What delights me about this is that I wouldn't normally have the guts to do this, but they'd annoyed me so much by selfishly blocking the way.

godmum56 · 12/05/2022 13:50

Soubriquet · 12/05/2022 09:20

I always hated it when you were loading your car up, and someone would sit there in another car waiting to see if you were leaving.

If they were polite and asked, no problem.

If they sat there glaring, waving their hand to try and hurry you along, or worse, beeping the horn, I would load the car up and go back in.

Even better is to sit in the car and pull out a snack

Opaljewel · 12/05/2022 13:55

Indicatrice · 12/05/2022 09:58

@Motnight why do you keep posting to me and getting het up when I respond? Very odd.

Added your own pettiness now to the petty post. Very clever.

HedgehogintheFog · 12/05/2022 13:56

Handyweatherstation · 12/05/2022 10:31

This was a few years ago now. Me and OH have lived together for 35 years but haven't married and, when sending cards, OH's sil always addressed me as 'Miss'. Being middle-aged this irritated me and made me feel like she was belittling me, as she has a fine line in put downs. I waited for the right opportunity and at the family gathering where she was present, once dinner had been eaten and everyone was still sitting at the table, a little merry by now, asked her if she called me 'Miss' because she thought I was still a virgin. OH's family enjoy ribald humour, though I'm known for being the quiet one, so the table erupted in loud hilarity at something like this being said by me. Of course, the question then had to be asked 'DO you think Handy is still a virgin?'. Her blushes were a picture.

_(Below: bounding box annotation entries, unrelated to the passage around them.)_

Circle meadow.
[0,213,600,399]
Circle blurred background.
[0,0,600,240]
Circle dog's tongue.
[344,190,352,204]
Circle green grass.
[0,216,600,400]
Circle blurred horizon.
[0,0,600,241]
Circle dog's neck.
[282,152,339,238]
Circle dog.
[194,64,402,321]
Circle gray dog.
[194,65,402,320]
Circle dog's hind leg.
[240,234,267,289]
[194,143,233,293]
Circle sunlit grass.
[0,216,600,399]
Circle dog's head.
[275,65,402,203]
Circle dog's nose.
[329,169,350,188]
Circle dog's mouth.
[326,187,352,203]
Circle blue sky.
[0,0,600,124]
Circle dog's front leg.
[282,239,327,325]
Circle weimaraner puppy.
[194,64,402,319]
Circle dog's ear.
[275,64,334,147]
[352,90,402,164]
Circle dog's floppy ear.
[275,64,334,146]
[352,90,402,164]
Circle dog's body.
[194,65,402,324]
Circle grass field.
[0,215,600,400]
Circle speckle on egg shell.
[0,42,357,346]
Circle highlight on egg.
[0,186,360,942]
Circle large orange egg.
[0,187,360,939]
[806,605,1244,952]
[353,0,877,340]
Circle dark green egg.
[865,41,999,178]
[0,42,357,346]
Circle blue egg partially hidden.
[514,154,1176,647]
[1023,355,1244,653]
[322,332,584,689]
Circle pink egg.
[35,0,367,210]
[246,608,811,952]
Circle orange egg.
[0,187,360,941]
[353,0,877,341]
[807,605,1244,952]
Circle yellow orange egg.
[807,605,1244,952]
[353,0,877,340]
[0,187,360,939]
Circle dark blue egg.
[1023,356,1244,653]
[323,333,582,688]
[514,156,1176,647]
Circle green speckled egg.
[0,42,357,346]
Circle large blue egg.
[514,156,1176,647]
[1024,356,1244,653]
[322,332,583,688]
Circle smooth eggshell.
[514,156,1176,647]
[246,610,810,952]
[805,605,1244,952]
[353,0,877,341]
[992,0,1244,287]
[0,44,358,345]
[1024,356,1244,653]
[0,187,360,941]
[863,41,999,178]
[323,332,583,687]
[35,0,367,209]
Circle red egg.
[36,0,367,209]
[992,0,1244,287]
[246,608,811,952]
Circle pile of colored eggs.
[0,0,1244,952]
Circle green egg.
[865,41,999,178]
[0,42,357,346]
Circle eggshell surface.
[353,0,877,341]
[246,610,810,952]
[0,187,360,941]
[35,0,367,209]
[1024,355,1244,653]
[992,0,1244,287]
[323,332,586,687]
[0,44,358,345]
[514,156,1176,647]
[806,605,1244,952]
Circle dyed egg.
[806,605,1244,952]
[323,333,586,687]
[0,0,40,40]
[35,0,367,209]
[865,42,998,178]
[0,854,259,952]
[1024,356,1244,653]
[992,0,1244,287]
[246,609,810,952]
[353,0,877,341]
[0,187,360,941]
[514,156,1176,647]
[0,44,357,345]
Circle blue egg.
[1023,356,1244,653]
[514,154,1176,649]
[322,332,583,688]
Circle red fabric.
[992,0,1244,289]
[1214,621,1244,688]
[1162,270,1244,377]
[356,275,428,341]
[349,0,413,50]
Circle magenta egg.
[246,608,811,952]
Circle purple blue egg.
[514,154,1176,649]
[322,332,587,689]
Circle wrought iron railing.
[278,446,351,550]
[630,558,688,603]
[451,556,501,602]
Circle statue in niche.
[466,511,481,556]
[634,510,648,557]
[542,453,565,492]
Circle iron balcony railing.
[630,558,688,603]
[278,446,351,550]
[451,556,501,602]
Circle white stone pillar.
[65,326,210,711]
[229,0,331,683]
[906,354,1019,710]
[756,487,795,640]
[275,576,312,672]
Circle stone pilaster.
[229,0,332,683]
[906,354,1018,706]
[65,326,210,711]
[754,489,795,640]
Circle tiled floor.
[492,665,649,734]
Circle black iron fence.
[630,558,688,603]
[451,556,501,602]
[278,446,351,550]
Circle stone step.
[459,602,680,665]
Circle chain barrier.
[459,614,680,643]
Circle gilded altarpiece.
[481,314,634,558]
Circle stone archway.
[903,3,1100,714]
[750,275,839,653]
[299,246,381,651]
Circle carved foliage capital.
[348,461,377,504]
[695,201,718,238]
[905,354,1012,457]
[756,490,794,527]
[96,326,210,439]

I feel a bit sorry for SIL here. I was taught to always address cards/letters to women with Mrs or Miss, defined entirely by marital status. If you have told her you prefer Ms or Mrs or Dr or whatever, then your actions weren't unreasonable, but if you didn't say anything she had no way of knowing you would take offence. But it backs up my own feelings, as I do find titles these days a bit of a minefield and avoid them wherever possible. Plus, I hate all the female options. Why can't we just have one like men.